没有像德国人那样亲身经历过那段历史的局外人,可能很难理解德国人为什么会不厌其烦地讲述过去的历史,再加上德国人刻板的性格,使得这种反省有时会带有某种任务式的揭露。中国人是难于理解这样的行为的,即便中国人也被硬生生分为两半,但我几乎可以肯定地说,即使将来中国历史会重蹈德国覆辙,中国人也不会这样沉淀下来,去冷静地面对,剖析自己过去的行为。不知这是不是一种最高的幸运,中国人似乎更加倾向于遗忘,遗忘使人快乐,而世俗的中国人,是很需要快乐的。所以看到网上有人感叹为什么中国没有这种反省历史的片子时,我想,根本是,我们不是一个善于反省的民族,当局的禁令只是摸准了民族性格,顺势掐住喉咙而已。
就像片中的一位导演,被政府禁止拍片5年,于是他自杀了。
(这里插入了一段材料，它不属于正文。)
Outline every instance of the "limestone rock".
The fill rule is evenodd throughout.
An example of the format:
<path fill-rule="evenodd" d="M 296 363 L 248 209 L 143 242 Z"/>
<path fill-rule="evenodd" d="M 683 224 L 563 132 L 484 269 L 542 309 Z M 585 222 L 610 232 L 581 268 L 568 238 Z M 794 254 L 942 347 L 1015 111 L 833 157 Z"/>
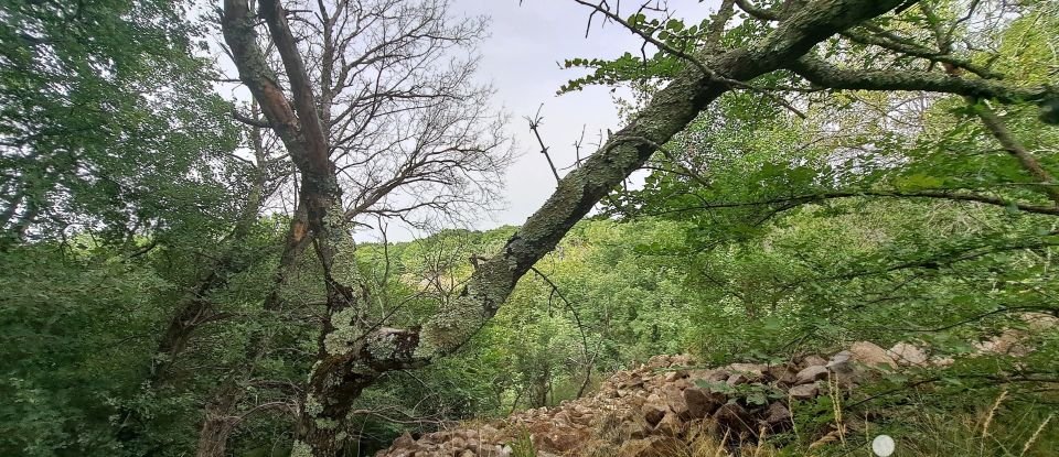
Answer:
<path fill-rule="evenodd" d="M 764 413 L 761 425 L 771 433 L 779 433 L 789 429 L 793 424 L 791 410 L 782 402 L 773 402 Z"/>
<path fill-rule="evenodd" d="M 659 394 L 652 393 L 651 396 L 648 398 L 648 402 L 644 403 L 640 410 L 643 412 L 644 421 L 648 421 L 653 427 L 659 424 L 659 421 L 662 421 L 662 417 L 670 411 L 670 407 Z"/>
<path fill-rule="evenodd" d="M 687 409 L 687 401 L 684 400 L 684 392 L 678 388 L 674 385 L 663 388 L 662 398 L 665 400 L 665 404 L 670 406 L 670 411 L 676 414 L 681 421 L 687 421 L 692 417 Z"/>
<path fill-rule="evenodd" d="M 769 367 L 764 371 L 764 376 L 766 378 L 772 379 L 781 387 L 787 387 L 787 385 L 794 384 L 798 376 L 798 370 L 795 370 L 793 367 L 791 367 L 788 363 L 780 363 L 780 364 L 774 364 Z"/>
<path fill-rule="evenodd" d="M 717 392 L 709 392 L 698 388 L 684 389 L 684 401 L 692 418 L 709 416 L 723 405 L 727 399 Z"/>
<path fill-rule="evenodd" d="M 802 367 L 812 367 L 815 364 L 827 364 L 827 359 L 820 357 L 815 353 L 805 356 L 802 358 Z"/>
<path fill-rule="evenodd" d="M 853 360 L 869 367 L 897 367 L 897 362 L 886 353 L 886 349 L 868 341 L 857 341 L 849 347 L 849 353 Z"/>
<path fill-rule="evenodd" d="M 756 421 L 747 409 L 739 403 L 725 403 L 714 413 L 714 420 L 721 428 L 731 431 L 732 436 L 745 436 L 757 433 Z"/>
<path fill-rule="evenodd" d="M 794 400 L 812 400 L 819 393 L 820 388 L 816 384 L 795 385 L 788 391 L 788 394 Z"/>
<path fill-rule="evenodd" d="M 799 371 L 794 377 L 794 385 L 809 384 L 811 382 L 816 382 L 822 379 L 827 379 L 827 368 L 819 364 L 812 367 L 806 367 Z"/>

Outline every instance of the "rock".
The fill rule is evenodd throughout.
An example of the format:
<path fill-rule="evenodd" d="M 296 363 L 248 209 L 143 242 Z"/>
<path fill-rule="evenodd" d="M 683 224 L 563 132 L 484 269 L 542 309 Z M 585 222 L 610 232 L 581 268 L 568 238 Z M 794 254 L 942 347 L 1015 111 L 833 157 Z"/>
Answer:
<path fill-rule="evenodd" d="M 791 410 L 781 402 L 773 402 L 764 413 L 761 425 L 771 433 L 779 433 L 789 429 L 794 423 L 791 418 Z"/>
<path fill-rule="evenodd" d="M 732 436 L 744 436 L 756 434 L 755 421 L 750 417 L 747 409 L 739 403 L 725 403 L 714 413 L 714 420 L 720 425 L 721 429 L 731 431 Z"/>
<path fill-rule="evenodd" d="M 806 367 L 794 376 L 794 385 L 809 384 L 822 379 L 827 379 L 827 368 L 819 364 Z"/>
<path fill-rule="evenodd" d="M 820 357 L 815 353 L 811 353 L 802 358 L 802 367 L 812 367 L 815 364 L 827 364 L 827 359 Z"/>
<path fill-rule="evenodd" d="M 923 352 L 923 350 L 916 345 L 908 342 L 894 345 L 894 347 L 887 351 L 887 355 L 897 361 L 898 364 L 905 366 L 923 366 L 927 364 L 928 360 L 927 352 Z"/>
<path fill-rule="evenodd" d="M 732 373 L 725 382 L 727 382 L 728 385 L 746 384 L 750 382 L 750 377 L 745 373 Z"/>
<path fill-rule="evenodd" d="M 764 371 L 764 376 L 774 380 L 778 384 L 794 385 L 798 371 L 790 364 L 773 364 Z"/>
<path fill-rule="evenodd" d="M 687 403 L 687 413 L 692 418 L 709 416 L 727 401 L 724 394 L 699 388 L 684 389 L 683 394 L 684 401 Z"/>
<path fill-rule="evenodd" d="M 802 384 L 795 385 L 787 392 L 794 400 L 813 400 L 820 393 L 820 388 L 816 384 Z"/>
<path fill-rule="evenodd" d="M 930 364 L 934 367 L 949 367 L 955 362 L 956 360 L 952 357 L 934 357 L 930 359 Z"/>
<path fill-rule="evenodd" d="M 762 378 L 768 366 L 760 363 L 732 363 L 726 367 L 726 369 L 731 373 L 744 374 L 749 380 L 757 381 Z"/>
<path fill-rule="evenodd" d="M 670 413 L 662 417 L 662 421 L 659 421 L 659 425 L 654 429 L 663 435 L 676 437 L 684 433 L 684 423 L 676 414 Z"/>
<path fill-rule="evenodd" d="M 659 422 L 662 421 L 659 420 Z M 648 428 L 646 424 L 635 420 L 622 422 L 619 426 L 619 429 L 621 431 L 619 436 L 627 440 L 644 438 L 651 434 L 651 431 Z"/>
<path fill-rule="evenodd" d="M 692 417 L 687 410 L 687 401 L 684 400 L 684 392 L 682 392 L 681 389 L 674 385 L 666 385 L 662 389 L 662 398 L 665 400 L 665 404 L 670 406 L 670 411 L 675 413 L 682 421 L 687 421 Z"/>
<path fill-rule="evenodd" d="M 897 362 L 886 353 L 886 349 L 868 341 L 857 341 L 849 347 L 851 358 L 869 367 L 897 367 Z"/>
<path fill-rule="evenodd" d="M 405 432 L 400 437 L 394 440 L 394 447 L 413 447 L 416 445 L 416 440 L 413 439 L 411 434 Z"/>
<path fill-rule="evenodd" d="M 648 402 L 640 407 L 640 411 L 643 412 L 644 421 L 648 421 L 648 424 L 651 424 L 653 427 L 659 424 L 659 421 L 662 421 L 662 417 L 670 411 L 670 407 L 659 394 L 652 393 L 648 396 Z"/>
<path fill-rule="evenodd" d="M 831 360 L 828 360 L 827 364 L 825 364 L 824 367 L 826 367 L 827 369 L 836 373 L 852 372 L 853 367 L 849 364 L 852 360 L 853 360 L 853 353 L 847 350 L 844 350 L 842 352 L 835 353 L 834 356 L 831 356 Z"/>
<path fill-rule="evenodd" d="M 684 378 L 687 378 L 687 371 L 676 370 L 676 371 L 670 371 L 665 373 L 664 379 L 665 379 L 665 382 L 674 382 L 678 379 L 684 379 Z"/>

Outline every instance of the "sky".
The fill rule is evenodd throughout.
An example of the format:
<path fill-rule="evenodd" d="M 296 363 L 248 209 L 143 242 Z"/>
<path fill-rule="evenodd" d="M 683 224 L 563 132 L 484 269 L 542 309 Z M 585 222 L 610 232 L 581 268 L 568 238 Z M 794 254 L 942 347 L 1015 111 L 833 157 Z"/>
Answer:
<path fill-rule="evenodd" d="M 620 10 L 621 15 L 630 14 L 633 3 L 628 2 L 628 7 Z M 716 0 L 670 0 L 665 6 L 675 17 L 697 22 L 715 10 L 716 3 Z M 598 143 L 600 132 L 621 128 L 611 88 L 587 87 L 556 95 L 565 83 L 586 73 L 560 68 L 564 59 L 612 58 L 625 52 L 640 52 L 642 39 L 619 24 L 602 24 L 598 14 L 586 36 L 591 11 L 574 0 L 523 0 L 521 4 L 520 0 L 452 0 L 453 17 L 489 19 L 489 35 L 478 47 L 478 81 L 491 84 L 495 89 L 492 104 L 510 116 L 506 129 L 517 154 L 506 173 L 501 192 L 503 202 L 494 205 L 500 209 L 479 215 L 473 227 L 468 228 L 485 230 L 522 225 L 552 195 L 555 177 L 525 119 L 535 116 L 538 108 L 543 118 L 542 138 L 559 168 L 575 163 L 574 142 L 581 137 L 582 129 L 586 146 L 581 155 L 586 156 L 595 152 L 591 144 Z M 234 66 L 220 56 L 220 50 L 215 50 L 215 54 L 222 68 L 235 75 Z M 249 97 L 238 85 L 218 84 L 218 90 L 236 98 Z M 617 95 L 628 95 L 628 91 L 619 89 Z M 356 233 L 355 238 L 377 240 L 378 235 L 370 230 Z M 387 237 L 392 241 L 407 241 L 424 235 L 395 221 Z"/>
<path fill-rule="evenodd" d="M 668 7 L 676 17 L 704 18 L 712 3 L 674 0 Z M 559 86 L 585 73 L 559 68 L 558 63 L 573 57 L 608 58 L 635 53 L 642 40 L 618 24 L 600 28 L 598 15 L 586 37 L 591 9 L 574 0 L 524 0 L 521 6 L 518 0 L 456 0 L 453 7 L 457 14 L 491 18 L 490 36 L 479 47 L 479 78 L 492 83 L 496 90 L 494 104 L 511 115 L 507 131 L 520 154 L 507 172 L 505 209 L 483 215 L 475 228 L 521 225 L 555 188 L 555 177 L 525 117 L 533 117 L 542 108 L 541 134 L 560 168 L 575 162 L 574 142 L 582 128 L 585 143 L 596 143 L 600 131 L 620 128 L 610 88 L 590 87 L 556 96 Z M 628 13 L 631 12 L 630 9 Z M 591 152 L 595 149 L 582 148 L 581 155 Z"/>

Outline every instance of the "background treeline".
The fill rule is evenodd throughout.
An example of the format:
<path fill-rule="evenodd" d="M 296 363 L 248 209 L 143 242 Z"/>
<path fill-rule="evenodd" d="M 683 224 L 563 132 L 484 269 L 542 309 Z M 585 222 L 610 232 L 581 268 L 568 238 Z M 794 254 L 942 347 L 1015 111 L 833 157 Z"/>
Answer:
<path fill-rule="evenodd" d="M 724 1 L 702 24 L 638 13 L 627 25 L 706 56 L 738 54 L 789 31 L 774 22 L 803 3 Z M 379 238 L 394 220 L 456 227 L 495 203 L 510 144 L 460 58 L 483 22 L 442 21 L 445 1 L 318 4 L 342 8 L 302 4 L 327 11 L 301 18 L 375 14 L 411 32 L 389 43 L 408 53 L 365 58 L 385 65 L 355 67 L 323 89 L 334 97 L 300 106 L 335 115 L 317 142 L 284 138 L 276 127 L 287 124 L 263 115 L 258 102 L 285 97 L 215 93 L 236 79 L 201 57 L 218 19 L 200 21 L 191 6 L 0 7 L 0 455 L 357 455 L 406 429 L 590 393 L 657 353 L 768 361 L 857 340 L 951 359 L 885 377 L 844 406 L 922 455 L 1019 455 L 1035 433 L 1034 449 L 1059 443 L 1059 331 L 1026 319 L 1059 314 L 1056 2 L 924 0 L 841 24 L 752 86 L 725 83 L 680 134 L 651 145 L 643 182 L 614 185 L 493 318 L 447 313 L 467 309 L 469 289 L 506 297 L 479 276 L 504 273 L 522 229 L 355 247 L 349 236 Z M 803 22 L 822 3 L 806 4 Z M 335 44 L 355 53 L 357 40 L 389 36 L 344 40 L 309 19 L 266 35 L 248 2 L 224 6 L 244 65 L 258 46 L 279 67 L 284 40 L 288 54 L 323 62 Z M 281 30 L 275 11 L 254 19 Z M 418 33 L 420 22 L 436 33 Z M 320 42 L 298 48 L 301 39 Z M 652 124 L 635 112 L 667 94 L 660 87 L 694 76 L 672 50 L 568 66 L 591 73 L 564 90 L 632 87 L 633 127 Z M 293 74 L 327 79 L 320 68 Z M 356 77 L 382 83 L 362 94 L 372 86 Z M 645 143 L 607 141 L 585 163 Z M 322 160 L 291 155 L 329 142 L 310 151 Z M 618 176 L 582 170 L 568 188 Z M 516 248 L 530 254 L 515 263 L 541 249 Z M 383 344 L 446 318 L 457 344 L 438 357 Z M 1012 350 L 980 353 L 1005 334 L 1018 339 Z M 353 382 L 324 382 L 332 374 Z M 828 401 L 796 423 L 834 422 L 842 409 Z M 846 451 L 814 451 L 832 450 Z"/>

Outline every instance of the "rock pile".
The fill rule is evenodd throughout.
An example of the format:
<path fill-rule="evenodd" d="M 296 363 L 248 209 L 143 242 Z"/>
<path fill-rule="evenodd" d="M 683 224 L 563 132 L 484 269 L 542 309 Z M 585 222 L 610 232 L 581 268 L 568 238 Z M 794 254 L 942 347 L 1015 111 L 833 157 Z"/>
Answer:
<path fill-rule="evenodd" d="M 689 356 L 656 356 L 614 373 L 595 396 L 418 439 L 406 434 L 376 457 L 507 457 L 526 440 L 542 457 L 666 456 L 704 433 L 739 442 L 787 431 L 790 402 L 825 394 L 828 382 L 848 388 L 873 376 L 870 367 L 931 362 L 912 345 L 885 350 L 866 341 L 830 359 L 807 356 L 780 364 L 698 369 Z"/>

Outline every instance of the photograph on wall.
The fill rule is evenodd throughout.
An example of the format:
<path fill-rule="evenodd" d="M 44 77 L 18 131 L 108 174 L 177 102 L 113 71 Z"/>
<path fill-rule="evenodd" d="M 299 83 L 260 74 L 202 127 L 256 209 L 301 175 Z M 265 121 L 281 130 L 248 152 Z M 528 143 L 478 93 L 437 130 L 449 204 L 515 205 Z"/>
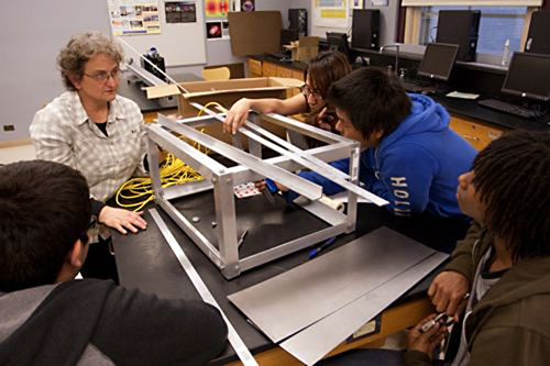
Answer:
<path fill-rule="evenodd" d="M 349 25 L 353 0 L 315 0 L 314 23 L 318 26 L 345 27 Z"/>
<path fill-rule="evenodd" d="M 207 38 L 217 40 L 222 37 L 221 22 L 207 22 Z"/>
<path fill-rule="evenodd" d="M 241 2 L 241 11 L 254 11 L 255 8 L 254 0 L 243 0 Z"/>
<path fill-rule="evenodd" d="M 166 23 L 195 23 L 197 22 L 197 8 L 195 1 L 166 1 L 164 3 Z"/>
<path fill-rule="evenodd" d="M 227 18 L 229 13 L 229 0 L 205 0 L 205 16 Z"/>
<path fill-rule="evenodd" d="M 157 0 L 107 0 L 113 35 L 158 34 Z"/>

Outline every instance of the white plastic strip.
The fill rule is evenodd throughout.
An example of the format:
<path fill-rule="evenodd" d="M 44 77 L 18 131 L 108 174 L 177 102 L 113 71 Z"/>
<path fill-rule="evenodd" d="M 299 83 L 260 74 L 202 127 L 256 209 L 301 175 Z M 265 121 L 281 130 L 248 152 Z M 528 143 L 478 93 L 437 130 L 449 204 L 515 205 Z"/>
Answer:
<path fill-rule="evenodd" d="M 172 248 L 172 252 L 174 252 L 174 255 L 176 256 L 177 260 L 182 265 L 182 268 L 184 268 L 185 273 L 187 274 L 187 277 L 191 280 L 193 285 L 195 286 L 195 289 L 197 292 L 199 292 L 200 297 L 202 300 L 207 303 L 210 303 L 211 306 L 218 308 L 218 310 L 221 312 L 221 315 L 223 317 L 223 320 L 226 321 L 226 324 L 228 325 L 229 330 L 229 343 L 233 347 L 233 350 L 237 353 L 237 356 L 241 362 L 243 363 L 244 366 L 257 366 L 256 361 L 254 359 L 254 356 L 250 353 L 249 348 L 244 344 L 244 342 L 241 340 L 239 334 L 237 333 L 233 325 L 229 322 L 229 319 L 226 317 L 223 313 L 223 310 L 221 310 L 220 306 L 218 302 L 216 302 L 216 299 L 213 298 L 212 293 L 210 293 L 210 290 L 208 290 L 208 287 L 205 285 L 202 279 L 200 278 L 199 274 L 190 263 L 189 258 L 185 255 L 184 251 L 177 243 L 176 239 L 169 231 L 168 226 L 164 222 L 164 220 L 161 218 L 158 212 L 155 209 L 151 209 L 148 211 L 151 213 L 151 217 L 153 217 L 153 220 L 155 221 L 156 225 L 158 226 L 158 230 L 163 234 L 164 239 L 168 243 L 169 247 Z"/>
<path fill-rule="evenodd" d="M 542 0 L 403 0 L 402 7 L 540 7 Z"/>

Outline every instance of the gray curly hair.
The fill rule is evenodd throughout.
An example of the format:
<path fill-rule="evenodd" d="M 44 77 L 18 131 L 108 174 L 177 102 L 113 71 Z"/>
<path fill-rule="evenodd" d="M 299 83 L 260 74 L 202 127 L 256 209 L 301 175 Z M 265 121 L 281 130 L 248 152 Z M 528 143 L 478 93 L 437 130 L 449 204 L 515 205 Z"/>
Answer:
<path fill-rule="evenodd" d="M 117 64 L 120 64 L 124 57 L 122 47 L 101 32 L 87 32 L 70 37 L 57 56 L 57 65 L 67 90 L 76 90 L 69 77 L 81 80 L 86 63 L 97 54 L 106 54 Z"/>

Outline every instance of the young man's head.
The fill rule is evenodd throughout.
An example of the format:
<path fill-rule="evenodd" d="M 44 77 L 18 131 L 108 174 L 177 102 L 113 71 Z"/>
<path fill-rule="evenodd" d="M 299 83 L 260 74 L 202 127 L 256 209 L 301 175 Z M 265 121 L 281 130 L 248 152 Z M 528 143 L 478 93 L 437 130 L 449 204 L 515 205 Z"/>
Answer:
<path fill-rule="evenodd" d="M 550 133 L 492 142 L 459 178 L 461 210 L 506 242 L 514 262 L 550 255 Z"/>
<path fill-rule="evenodd" d="M 86 179 L 65 165 L 0 166 L 0 291 L 73 278 L 87 254 Z"/>
<path fill-rule="evenodd" d="M 399 79 L 377 67 L 360 68 L 332 84 L 327 96 L 343 136 L 375 146 L 410 113 L 410 99 Z"/>

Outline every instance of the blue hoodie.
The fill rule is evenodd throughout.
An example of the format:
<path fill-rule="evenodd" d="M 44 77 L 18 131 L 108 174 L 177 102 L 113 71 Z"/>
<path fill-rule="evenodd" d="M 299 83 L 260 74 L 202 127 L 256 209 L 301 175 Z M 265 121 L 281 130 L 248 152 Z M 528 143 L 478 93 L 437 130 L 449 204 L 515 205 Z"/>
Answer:
<path fill-rule="evenodd" d="M 449 130 L 450 118 L 443 107 L 425 96 L 409 97 L 410 114 L 376 148 L 361 154 L 360 180 L 366 190 L 389 201 L 388 210 L 397 215 L 461 215 L 455 196 L 458 178 L 471 169 L 476 152 Z M 331 165 L 349 173 L 349 159 Z M 324 195 L 343 190 L 317 173 L 299 175 L 322 186 Z M 296 197 L 295 192 L 287 193 L 288 200 Z"/>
而《颐和园》的导演,也是禁止拍片5年,但他没去自杀,他转移阵地,去阿拉伯拍片了。这很能反映两个民族的性格差异。
国内的自由主义知识分子由于看到这片而欢欣鼓舞。然而这片的聪明之处在于它在大力鞭挞专制社会的黑暗与扭曲的同时,并没有一味地为民主自由大唱赞歌,因为它知道,在后现代的西方社会,民主自由的名声现在也不是太好。而美国人似乎看到了它这种折中的,客观的,巧妙的态度。在另外几部最佳外语提名中,《潘神的迷宫》把矛头指向弗朗哥政权的专制残暴,《水》则揭露了印度女性的悲惨境地,两者似乎都太“正义”了,就是说,太把民主自由当回事了,政治的概念超越了片中的人物角色。而在《别人的生活》中,政治的度被把握得恰到好处,一方面,他肯定了自然法所肯定的那些人类必须拥有的权利和自由,并为处于专制状态下的人们争取这些自由的行动而摇旗呐喊,所以自由派肯定喜欢它;另一方面,它又提示了在两德统一后出现的社会问题,表明自由民主似乎并不是万能的,所以新保守主义者也会喜欢它;再一方面,它又把镜头对准了人物,而不是政治,人物的改变才是最动人心魄的改变,所以不感冒政治的人似乎也没有理由讨厌。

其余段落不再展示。